Wu Yanqian, Chao Jianqian, Bao Min, Zhang Na, Wang Leixia
Health Management Research Center, School of Public Health, Southeast University, 87 Dingjiaqiao Road, Gulou District, Nanjing, 210009, P.R. China.
Department of Nursing Research Institute, Affiliated Hospital of Medical School, Nanjing Drum Tower Hospital, Nanjing University, Nanjing, 210008, P.R. China.
Hereditas. 2025 Jan 24;162(1):7. doi: 10.1186/s41065-025-00371-1.
Two-sample MR methods were employed to analyze the impact of smoking and bitter beverage consumption on the risk of osteoporosis and osteoporosis with pathological fractures, in order to assess the causal association.

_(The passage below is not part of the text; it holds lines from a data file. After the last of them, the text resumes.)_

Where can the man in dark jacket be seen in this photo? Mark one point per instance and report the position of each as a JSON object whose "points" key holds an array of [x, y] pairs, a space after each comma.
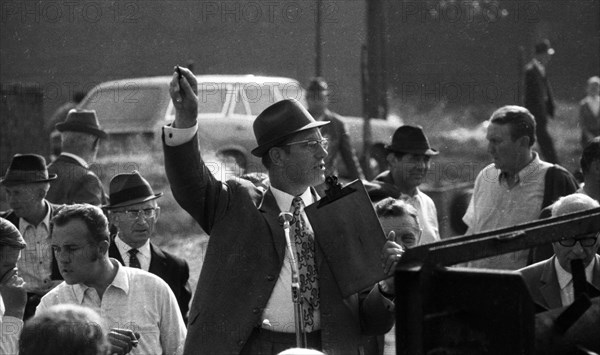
{"points": [[336, 132], [243, 302], [133, 211], [538, 98]]}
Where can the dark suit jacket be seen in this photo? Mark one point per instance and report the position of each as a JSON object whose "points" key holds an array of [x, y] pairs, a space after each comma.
{"points": [[339, 142], [75, 183], [542, 282], [538, 94], [12, 218], [243, 261], [172, 269]]}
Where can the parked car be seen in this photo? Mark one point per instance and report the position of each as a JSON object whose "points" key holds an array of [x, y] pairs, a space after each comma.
{"points": [[132, 111]]}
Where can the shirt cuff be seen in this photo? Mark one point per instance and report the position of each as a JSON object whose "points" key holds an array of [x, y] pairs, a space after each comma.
{"points": [[178, 136]]}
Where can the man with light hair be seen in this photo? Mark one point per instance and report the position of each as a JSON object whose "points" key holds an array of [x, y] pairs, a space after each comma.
{"points": [[516, 186], [550, 282], [26, 183], [139, 309], [76, 183]]}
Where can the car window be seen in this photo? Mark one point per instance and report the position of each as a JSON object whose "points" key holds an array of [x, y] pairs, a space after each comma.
{"points": [[212, 97], [125, 106]]}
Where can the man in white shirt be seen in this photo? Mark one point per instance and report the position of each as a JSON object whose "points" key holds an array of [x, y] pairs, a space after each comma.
{"points": [[136, 306], [12, 294], [409, 154], [550, 281], [26, 183], [134, 211]]}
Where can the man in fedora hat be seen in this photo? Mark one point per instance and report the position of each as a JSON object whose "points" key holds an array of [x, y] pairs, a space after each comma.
{"points": [[243, 300], [76, 183], [516, 186], [26, 183], [336, 133], [538, 97], [133, 211], [408, 157]]}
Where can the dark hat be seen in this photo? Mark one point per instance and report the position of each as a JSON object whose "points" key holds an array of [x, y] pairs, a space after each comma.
{"points": [[317, 84], [410, 139], [10, 235], [82, 121], [280, 120], [26, 169], [544, 47], [129, 189]]}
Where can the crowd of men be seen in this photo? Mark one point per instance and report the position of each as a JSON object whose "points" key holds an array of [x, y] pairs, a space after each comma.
{"points": [[73, 253]]}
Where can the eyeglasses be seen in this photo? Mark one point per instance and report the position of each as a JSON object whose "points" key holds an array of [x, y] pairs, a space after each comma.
{"points": [[585, 241], [312, 144], [147, 213]]}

Publicly available genome-wide association study summary data were analyzed using MR methods. The exposures investigated were smoking (smoking per day, smoking initiation, and lifetime smoking index) and bitter beverages (coffee, tea, bitter alcoholic beverages, bitter non-alcoholic beverages, and total bitter beverages). The outcomes examined were the risk of osteoporosis and osteoporosis with pathological fractures. The inverse-variance weighted (IVW) method was used as the main statistical model. The stability and reliability of the results were verified by the Cochran's Q test, the Egger-intercept test, and the leave-one-out analysis.
Smoking per day was causally associated with the risk of osteoporosis OR = 1.417, 95% CI = 1.119-1.794, P = 0.003), and lifetime smoking index had a possible genetic causal association with the risk of osteoporosis with pathological fractures (OR = 4.187, 95% CI = 1.909-9.184, P < 0.001). No genetic causal association was found between smoking initiation or lifetime smoking index and the risk of osteoporosis (P > 0.05). No genetic causal association was identified between smoking per day or smoking initiation and the risk of osteoporosis with pathological fractures (P > 0.05). Total and bitter non-alcoholic beverage consumption showed a potential effect on the risk of osteoporosis (OR = 3.687, 95% CI = 1.535-8.858, P = 0.003 and OR = 3.040, 95% CI = 1.466-6.304, P = 0.002, respectively).
This study found smoking raises the risk of osteoporosis and osteoporosis with pathological fractures based on genetics. Certain bitter beverages are linked to an increased osteoporosis risk.
采用两样本孟德尔随机化方法分析吸烟和饮用苦味饮料对骨质疏松症及伴病理性骨折的骨质疏松症风险的影响,以评估因果关联。
使用孟德尔随机化方法分析公开可用的全基因组关联研究汇总数据。所研究的暴露因素为吸烟(每日吸烟量、开始吸烟年龄和终生吸烟指数)和苦味饮料(咖啡、茶、苦味酒精饮料、苦味非酒精饮料及总苦味饮料)。所考察的结局为骨质疏松症及伴病理性骨折的骨质疏松症风险。采用逆方差加权(IVW)方法作为主要统计模型。通过Cochran's Q检验、Egger截距检验和留一法分析验证结果的稳定性和可靠性。
每日吸烟与骨质疏松症风险存在因果关联(比值比[OR]=1.417,95%置信区间[CI]=1.119 - 1.794,P=0.003),终生吸烟指数与伴病理性骨折的骨质疏松症风险可能存在遗传因果关联(OR=4.187,95% CI=1.909 - 9.184,P<0.001)。开始吸烟年龄或终生吸烟指数与骨质疏松症风险之间未发现遗传因果关联(P>0.05)。每日吸烟量或开始吸烟年龄与伴病理性骨折的骨质疏松症风险之间未发现遗传因果关联(P>0.05)。饮用总苦味饮料和苦味非酒精饮料对骨质疏松症风险显示出潜在影响(分别为OR=3.687,95% CI=1.535 - 8.858,P=0.003;OR=3.040,95% CI=1.466 - 6.304,P=0.002)。
本研究基于遗传学发现吸烟会增加骨质疏松症及伴病理性骨折的骨质疏松症风险。某些苦味饮料与骨质疏松症风险增加有关。